L’inhalation de mélange équimoléculaire d’oxygène et de protoxyde d’azote (MEOPA, Kalinox, Medimix) a été proposée pour le soulagement de crises douloureuses. Néanmoins son administration limitée à une heure par jour, le risque de toxicité hématologique et neurologique en cas d’administration chronique le font utiliser surtout pour des actes douloureux tels que les pansements d’ulcère.
En cas de douleurs chroniques intenses, le recours à des morphiniques à libération prolongée est possible. Toutefois leur indication reste à évaluer périodiquement et en cas de survenue de douleurs aiguës, l’administration d’opioïdes doit prendre en compte cette prise chronique.
Une composante neuropathique à ces douleurs chroniques est l’indication de prescriptions d’antidépresseurs ou d’anticonvulsivants comme la pré-gabaline (Lyrica).

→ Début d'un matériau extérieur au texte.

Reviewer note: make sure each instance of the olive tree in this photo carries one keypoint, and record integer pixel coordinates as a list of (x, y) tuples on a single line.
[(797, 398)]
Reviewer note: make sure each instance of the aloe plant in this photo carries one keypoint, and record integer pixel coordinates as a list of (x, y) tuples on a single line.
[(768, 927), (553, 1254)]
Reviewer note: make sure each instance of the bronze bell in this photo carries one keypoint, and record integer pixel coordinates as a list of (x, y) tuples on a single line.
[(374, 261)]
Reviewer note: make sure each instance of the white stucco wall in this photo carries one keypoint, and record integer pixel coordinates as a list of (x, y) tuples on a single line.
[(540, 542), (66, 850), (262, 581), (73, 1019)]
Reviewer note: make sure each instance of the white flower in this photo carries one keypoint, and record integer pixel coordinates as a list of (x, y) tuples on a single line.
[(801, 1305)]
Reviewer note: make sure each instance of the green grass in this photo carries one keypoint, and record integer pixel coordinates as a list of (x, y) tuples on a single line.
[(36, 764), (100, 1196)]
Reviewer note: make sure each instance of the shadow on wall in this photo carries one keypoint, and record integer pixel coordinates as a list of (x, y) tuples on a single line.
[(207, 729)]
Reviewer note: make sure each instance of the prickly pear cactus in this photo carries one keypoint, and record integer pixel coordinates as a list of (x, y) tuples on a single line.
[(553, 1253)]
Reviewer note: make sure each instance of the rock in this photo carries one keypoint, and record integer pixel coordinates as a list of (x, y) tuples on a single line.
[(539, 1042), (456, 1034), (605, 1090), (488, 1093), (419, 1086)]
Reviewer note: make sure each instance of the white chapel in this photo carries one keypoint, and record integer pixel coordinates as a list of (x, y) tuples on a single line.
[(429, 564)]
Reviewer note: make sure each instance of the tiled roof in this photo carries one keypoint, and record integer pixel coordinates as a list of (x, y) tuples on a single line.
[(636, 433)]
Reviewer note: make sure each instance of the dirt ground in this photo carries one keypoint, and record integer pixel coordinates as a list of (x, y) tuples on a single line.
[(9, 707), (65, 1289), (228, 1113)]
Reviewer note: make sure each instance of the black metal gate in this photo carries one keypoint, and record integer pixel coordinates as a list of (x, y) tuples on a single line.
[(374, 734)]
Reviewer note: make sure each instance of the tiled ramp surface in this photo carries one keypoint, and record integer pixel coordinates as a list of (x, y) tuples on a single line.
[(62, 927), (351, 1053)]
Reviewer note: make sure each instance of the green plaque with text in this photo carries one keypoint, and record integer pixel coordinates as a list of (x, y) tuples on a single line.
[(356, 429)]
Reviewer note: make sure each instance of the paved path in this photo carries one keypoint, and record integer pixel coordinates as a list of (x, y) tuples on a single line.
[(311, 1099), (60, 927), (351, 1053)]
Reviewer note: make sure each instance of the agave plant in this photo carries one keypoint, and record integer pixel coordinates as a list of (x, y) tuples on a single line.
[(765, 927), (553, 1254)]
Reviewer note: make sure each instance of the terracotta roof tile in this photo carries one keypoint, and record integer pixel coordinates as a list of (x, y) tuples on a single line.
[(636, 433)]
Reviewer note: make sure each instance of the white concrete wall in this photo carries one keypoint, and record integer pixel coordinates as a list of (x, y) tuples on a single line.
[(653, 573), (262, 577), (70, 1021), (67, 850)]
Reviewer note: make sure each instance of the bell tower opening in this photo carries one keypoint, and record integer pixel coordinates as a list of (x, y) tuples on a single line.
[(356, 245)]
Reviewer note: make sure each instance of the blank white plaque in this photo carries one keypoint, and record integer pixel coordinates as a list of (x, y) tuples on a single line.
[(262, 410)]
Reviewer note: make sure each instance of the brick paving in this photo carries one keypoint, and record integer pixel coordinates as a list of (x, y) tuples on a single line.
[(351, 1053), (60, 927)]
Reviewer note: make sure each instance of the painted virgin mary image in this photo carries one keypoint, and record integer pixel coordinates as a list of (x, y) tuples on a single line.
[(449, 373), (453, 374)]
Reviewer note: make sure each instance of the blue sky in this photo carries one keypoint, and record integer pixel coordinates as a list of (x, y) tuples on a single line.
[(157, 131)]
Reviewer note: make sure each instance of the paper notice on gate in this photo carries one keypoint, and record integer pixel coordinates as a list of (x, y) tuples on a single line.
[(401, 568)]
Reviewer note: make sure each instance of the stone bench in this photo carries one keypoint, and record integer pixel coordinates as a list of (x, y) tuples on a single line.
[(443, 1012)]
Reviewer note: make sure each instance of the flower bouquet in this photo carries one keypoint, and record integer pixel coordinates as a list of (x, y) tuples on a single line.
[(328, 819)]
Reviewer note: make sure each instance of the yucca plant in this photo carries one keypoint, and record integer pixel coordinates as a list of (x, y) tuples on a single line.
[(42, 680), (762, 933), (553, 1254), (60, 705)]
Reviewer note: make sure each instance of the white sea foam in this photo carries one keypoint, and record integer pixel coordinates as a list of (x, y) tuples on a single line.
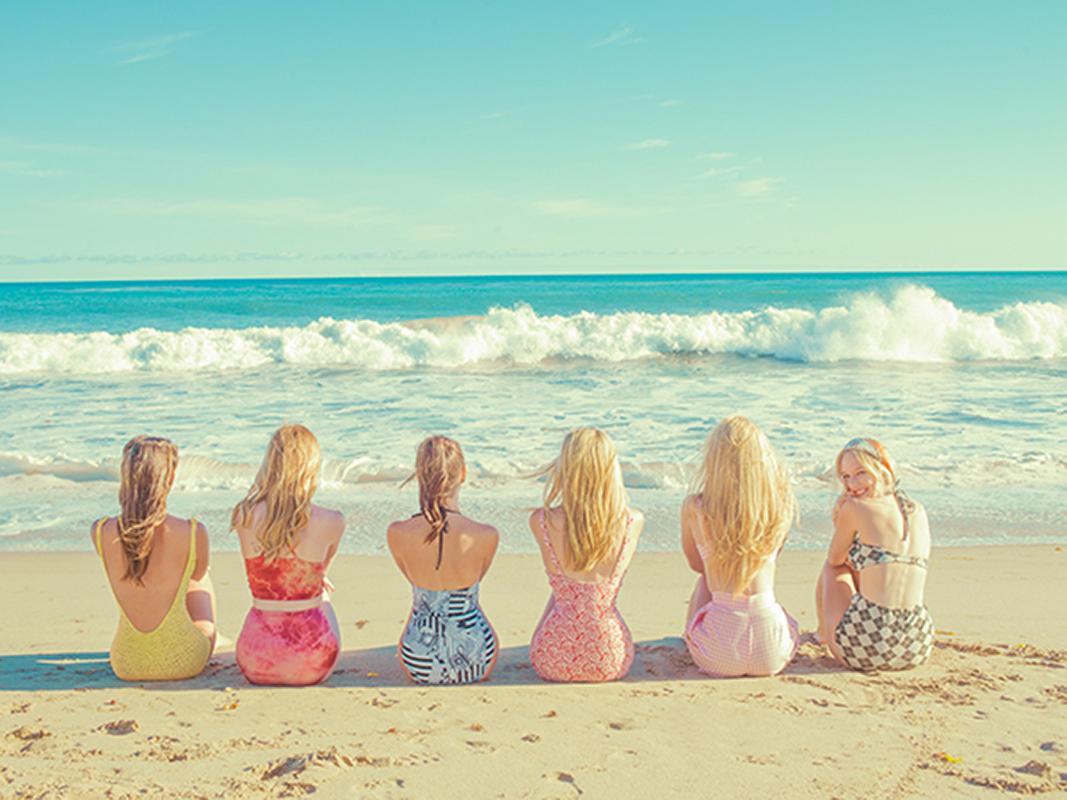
[(913, 324)]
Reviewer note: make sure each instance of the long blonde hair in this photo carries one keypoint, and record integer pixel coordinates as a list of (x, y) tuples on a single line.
[(746, 501), (587, 480), (440, 469), (145, 478), (285, 484)]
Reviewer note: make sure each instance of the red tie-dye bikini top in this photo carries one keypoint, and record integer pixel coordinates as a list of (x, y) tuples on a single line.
[(285, 578)]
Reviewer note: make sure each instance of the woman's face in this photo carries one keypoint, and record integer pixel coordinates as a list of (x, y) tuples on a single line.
[(857, 480)]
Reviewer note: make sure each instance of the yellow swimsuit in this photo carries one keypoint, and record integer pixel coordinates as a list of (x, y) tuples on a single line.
[(175, 649)]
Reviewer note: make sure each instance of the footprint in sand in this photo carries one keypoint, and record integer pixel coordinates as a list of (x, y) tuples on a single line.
[(28, 734), (120, 726)]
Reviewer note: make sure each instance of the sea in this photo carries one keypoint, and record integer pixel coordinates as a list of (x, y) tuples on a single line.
[(962, 376)]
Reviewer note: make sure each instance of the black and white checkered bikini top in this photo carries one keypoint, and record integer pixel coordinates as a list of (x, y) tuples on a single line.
[(862, 555)]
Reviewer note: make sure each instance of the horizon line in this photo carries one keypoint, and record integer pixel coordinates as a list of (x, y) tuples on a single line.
[(757, 272)]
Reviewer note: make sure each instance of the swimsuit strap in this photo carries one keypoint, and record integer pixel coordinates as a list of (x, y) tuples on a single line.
[(622, 549), (904, 515), (547, 543), (441, 533), (96, 537), (191, 563)]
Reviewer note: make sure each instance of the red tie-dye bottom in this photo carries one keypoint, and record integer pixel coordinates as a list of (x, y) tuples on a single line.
[(287, 648)]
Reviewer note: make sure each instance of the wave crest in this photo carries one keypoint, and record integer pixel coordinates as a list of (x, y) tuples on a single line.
[(913, 324)]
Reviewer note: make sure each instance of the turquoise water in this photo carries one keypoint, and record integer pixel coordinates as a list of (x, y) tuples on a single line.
[(962, 376), (171, 305)]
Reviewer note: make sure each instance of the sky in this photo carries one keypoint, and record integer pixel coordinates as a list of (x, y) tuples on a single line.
[(266, 139)]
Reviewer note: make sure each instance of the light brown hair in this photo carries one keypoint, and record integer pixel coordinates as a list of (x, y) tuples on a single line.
[(145, 478), (747, 505), (441, 469), (587, 481), (285, 484)]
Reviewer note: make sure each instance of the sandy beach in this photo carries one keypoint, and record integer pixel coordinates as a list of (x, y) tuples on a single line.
[(985, 716)]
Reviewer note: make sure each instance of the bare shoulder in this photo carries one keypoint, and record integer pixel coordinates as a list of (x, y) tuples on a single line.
[(854, 508), (535, 520)]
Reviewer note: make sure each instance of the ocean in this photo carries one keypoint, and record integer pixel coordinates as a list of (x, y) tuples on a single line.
[(962, 376)]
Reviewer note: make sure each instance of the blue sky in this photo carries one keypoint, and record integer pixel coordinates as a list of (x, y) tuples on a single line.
[(149, 140)]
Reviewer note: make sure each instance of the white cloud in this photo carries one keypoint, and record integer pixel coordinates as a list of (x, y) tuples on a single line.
[(648, 144), (582, 207), (623, 35), (757, 187), (152, 48), (716, 172), (27, 169), (285, 210)]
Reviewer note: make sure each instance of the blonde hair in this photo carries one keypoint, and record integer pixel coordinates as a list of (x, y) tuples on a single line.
[(285, 484), (145, 478), (440, 469), (746, 501), (587, 481), (878, 463)]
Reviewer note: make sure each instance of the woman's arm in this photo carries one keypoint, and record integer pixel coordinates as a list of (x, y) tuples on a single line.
[(844, 529), (203, 553), (689, 526)]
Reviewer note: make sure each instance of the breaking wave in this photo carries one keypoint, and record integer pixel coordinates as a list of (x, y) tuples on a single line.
[(913, 324)]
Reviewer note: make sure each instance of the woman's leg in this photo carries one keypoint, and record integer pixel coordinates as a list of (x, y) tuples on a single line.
[(833, 593), (335, 629), (200, 603)]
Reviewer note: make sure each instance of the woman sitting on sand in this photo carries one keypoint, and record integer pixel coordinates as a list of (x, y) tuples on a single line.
[(444, 555), (870, 594), (732, 531), (157, 566), (290, 635), (582, 636)]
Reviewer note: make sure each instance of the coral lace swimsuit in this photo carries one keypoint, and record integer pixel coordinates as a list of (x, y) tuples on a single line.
[(583, 638), (287, 637)]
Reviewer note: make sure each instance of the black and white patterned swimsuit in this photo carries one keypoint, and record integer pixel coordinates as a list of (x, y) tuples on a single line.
[(873, 637), (447, 639)]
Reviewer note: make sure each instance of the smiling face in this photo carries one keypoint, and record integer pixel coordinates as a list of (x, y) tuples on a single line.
[(855, 477)]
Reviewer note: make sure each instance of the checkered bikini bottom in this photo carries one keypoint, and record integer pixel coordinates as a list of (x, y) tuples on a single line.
[(873, 637)]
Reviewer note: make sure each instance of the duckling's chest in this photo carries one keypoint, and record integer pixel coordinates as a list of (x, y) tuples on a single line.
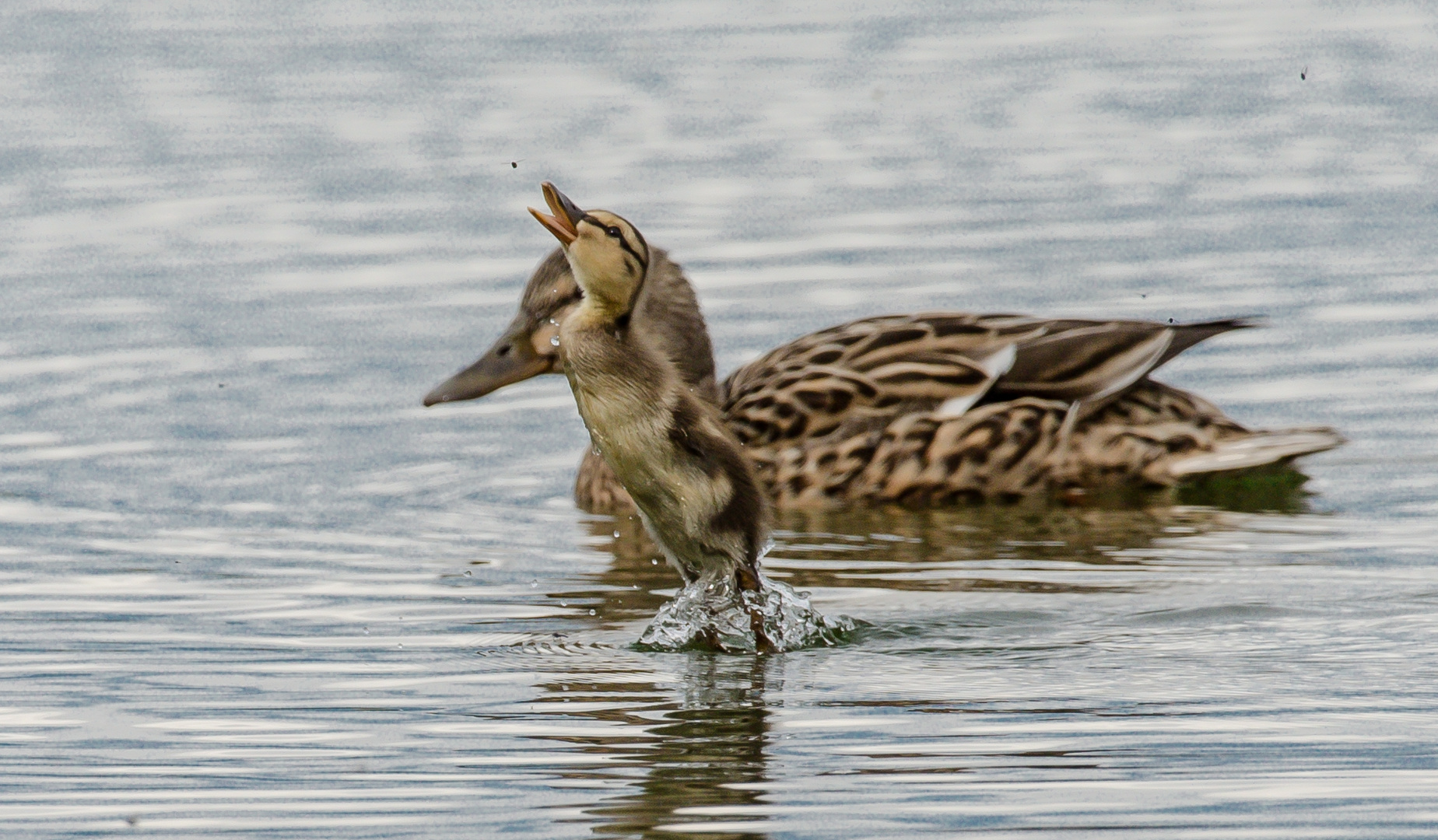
[(622, 394)]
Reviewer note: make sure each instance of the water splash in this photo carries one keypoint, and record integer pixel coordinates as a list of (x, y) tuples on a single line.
[(715, 613)]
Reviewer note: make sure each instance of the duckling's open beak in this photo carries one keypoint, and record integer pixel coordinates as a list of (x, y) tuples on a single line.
[(512, 359), (566, 222)]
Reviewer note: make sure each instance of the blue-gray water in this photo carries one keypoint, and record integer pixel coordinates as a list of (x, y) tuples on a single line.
[(247, 584)]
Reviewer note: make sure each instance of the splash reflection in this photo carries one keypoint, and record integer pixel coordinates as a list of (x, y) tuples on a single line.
[(703, 753)]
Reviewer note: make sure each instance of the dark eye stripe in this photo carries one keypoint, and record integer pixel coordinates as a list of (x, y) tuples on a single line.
[(624, 243)]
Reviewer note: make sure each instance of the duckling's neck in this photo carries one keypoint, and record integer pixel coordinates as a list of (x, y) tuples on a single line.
[(602, 305)]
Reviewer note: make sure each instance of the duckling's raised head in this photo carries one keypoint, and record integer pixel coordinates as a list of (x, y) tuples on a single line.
[(607, 255)]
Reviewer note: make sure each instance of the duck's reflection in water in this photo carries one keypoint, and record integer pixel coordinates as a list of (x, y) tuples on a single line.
[(700, 755), (949, 548), (693, 753)]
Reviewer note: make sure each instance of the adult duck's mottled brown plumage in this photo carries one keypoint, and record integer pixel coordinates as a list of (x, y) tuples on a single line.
[(919, 409)]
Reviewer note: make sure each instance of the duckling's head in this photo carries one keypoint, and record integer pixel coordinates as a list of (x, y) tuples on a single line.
[(607, 255)]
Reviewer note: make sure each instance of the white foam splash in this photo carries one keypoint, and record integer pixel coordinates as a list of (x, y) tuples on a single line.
[(715, 613)]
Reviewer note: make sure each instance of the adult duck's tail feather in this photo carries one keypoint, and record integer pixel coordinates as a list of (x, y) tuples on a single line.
[(1246, 452)]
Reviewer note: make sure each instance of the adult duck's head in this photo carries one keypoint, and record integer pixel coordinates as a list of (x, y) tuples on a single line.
[(607, 255), (529, 345)]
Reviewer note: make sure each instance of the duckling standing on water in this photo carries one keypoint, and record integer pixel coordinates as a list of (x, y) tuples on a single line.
[(669, 448)]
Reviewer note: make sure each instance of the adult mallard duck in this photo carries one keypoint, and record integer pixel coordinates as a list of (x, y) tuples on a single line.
[(917, 409)]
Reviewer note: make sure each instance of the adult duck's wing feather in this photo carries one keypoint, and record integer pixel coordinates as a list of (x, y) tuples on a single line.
[(1152, 433), (813, 384), (1093, 362)]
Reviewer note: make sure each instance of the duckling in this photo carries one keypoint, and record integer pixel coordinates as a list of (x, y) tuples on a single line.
[(682, 467), (934, 408)]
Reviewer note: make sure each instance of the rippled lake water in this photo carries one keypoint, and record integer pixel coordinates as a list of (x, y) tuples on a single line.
[(249, 584)]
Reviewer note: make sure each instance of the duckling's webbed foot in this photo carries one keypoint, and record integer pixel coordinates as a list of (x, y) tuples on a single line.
[(748, 582)]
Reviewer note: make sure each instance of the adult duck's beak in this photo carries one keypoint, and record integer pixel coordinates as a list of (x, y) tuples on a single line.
[(517, 355), (564, 225)]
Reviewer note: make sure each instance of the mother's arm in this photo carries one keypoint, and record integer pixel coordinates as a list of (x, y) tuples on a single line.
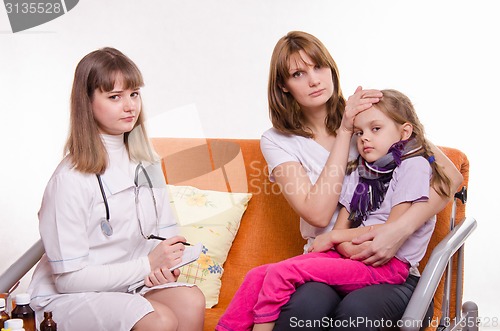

Comme pour toute maladie chronique douloureuse, le bénéfice d’un soutien psychologique régulier ou ponctuel est à considérer.
Nombreux types
Recouvrant de nombreux types de douleurs, les douleurs de la drépanocytose sont à soulager précocement et simultanément à la mise en route d’un traitement orienté par la physiopathologie du déclenchement de la douleur. Les morphiniques représentent aujourd’hui la base du traitement antalgique de la crise aiguë en sachant que leur effet n’est pas toujours complet et que des effets indésirables à court et moyen terme existent. En cas de douleur chronique, une prise en charge multidisciplinaire est la règle.
Références
(1) R.J. Dunlop, K.C. Bennett. Pain management for sickle cell disease. Acute Pain 2006 ; 8 134.
(2) E.J. Van Beers, C.F. Van Tuijin, P.T. Nieuwkerk, P.W. Friedrich, J.H. Vranken, B.J. Biemond. Patient-controlled analgesia versus continous infusion of morphine during vaso-occlusive crisis in sickle cell disease, a randomized controlled trial. Am J Hematol. 2007 ; 82 : 955-60.